Will e-scooter commuting continue to boom — and will showing up to work become as normalized as the perennial employee parking spot? That’s a question to watch in the coming months.
Consolidated networks might prove more profitable — and resilient
Much has been made of consolidation in the micromobility industry during the pandemic — and most of it wasn’t exactly positive. Viral stories like Uber’s recent decision to offload its money-losing Jump Bikes program onto Lime — and scrap thousands of perfectly good e-bikes in the process — was largely heralded on Twitter as a sign that the industry was collapsing.
But new evidence suggests that consolidation might actually be making the industry stronger in the long term. Santa Monica, for instance, lost two of its four scooter operators during the pandemic, but worked with the companies that remained to keep the same numbers of scooters on the road — a move that those companies say could make it financially sustainable for them to stay in the region for the long haul.
The question that remains, of course, is who will benefit the most from a newly durable and consolidated scooter market — private companies like Bird, Lime, Gotcha and Spin, or riders themselves.
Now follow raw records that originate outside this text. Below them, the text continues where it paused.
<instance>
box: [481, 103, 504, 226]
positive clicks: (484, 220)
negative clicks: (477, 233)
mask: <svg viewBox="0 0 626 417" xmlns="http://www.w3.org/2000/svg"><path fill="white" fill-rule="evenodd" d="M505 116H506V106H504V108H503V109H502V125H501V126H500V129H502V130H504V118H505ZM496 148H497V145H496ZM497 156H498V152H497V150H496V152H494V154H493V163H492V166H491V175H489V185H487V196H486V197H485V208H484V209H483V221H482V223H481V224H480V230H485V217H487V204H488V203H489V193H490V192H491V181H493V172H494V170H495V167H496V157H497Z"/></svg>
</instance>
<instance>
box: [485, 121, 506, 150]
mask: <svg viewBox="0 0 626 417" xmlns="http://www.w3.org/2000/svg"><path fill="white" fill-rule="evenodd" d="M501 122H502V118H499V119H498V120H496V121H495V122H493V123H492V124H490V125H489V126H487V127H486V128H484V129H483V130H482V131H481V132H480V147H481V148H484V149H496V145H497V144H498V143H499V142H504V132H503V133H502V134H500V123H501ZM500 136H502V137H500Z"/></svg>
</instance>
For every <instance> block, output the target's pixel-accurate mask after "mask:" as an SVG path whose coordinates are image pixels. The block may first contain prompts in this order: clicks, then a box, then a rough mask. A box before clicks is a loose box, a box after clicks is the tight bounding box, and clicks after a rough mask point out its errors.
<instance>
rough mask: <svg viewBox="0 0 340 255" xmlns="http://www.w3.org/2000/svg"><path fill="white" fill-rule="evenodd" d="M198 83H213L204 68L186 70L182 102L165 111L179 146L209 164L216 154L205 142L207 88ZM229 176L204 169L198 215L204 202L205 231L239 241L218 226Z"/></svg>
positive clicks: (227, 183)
The answer, for now, might be “both” — but the COVID-19 revealed the potential hazards of micromobility monopolies, as the largest providers pulled out of cities and left many riders stranded. Public transportation providers and anyone who advocates for them would be wise to explore the possibility of creating more public micromobility options going forward — at least until more Americans feel safe getting back on traditional, shared transit.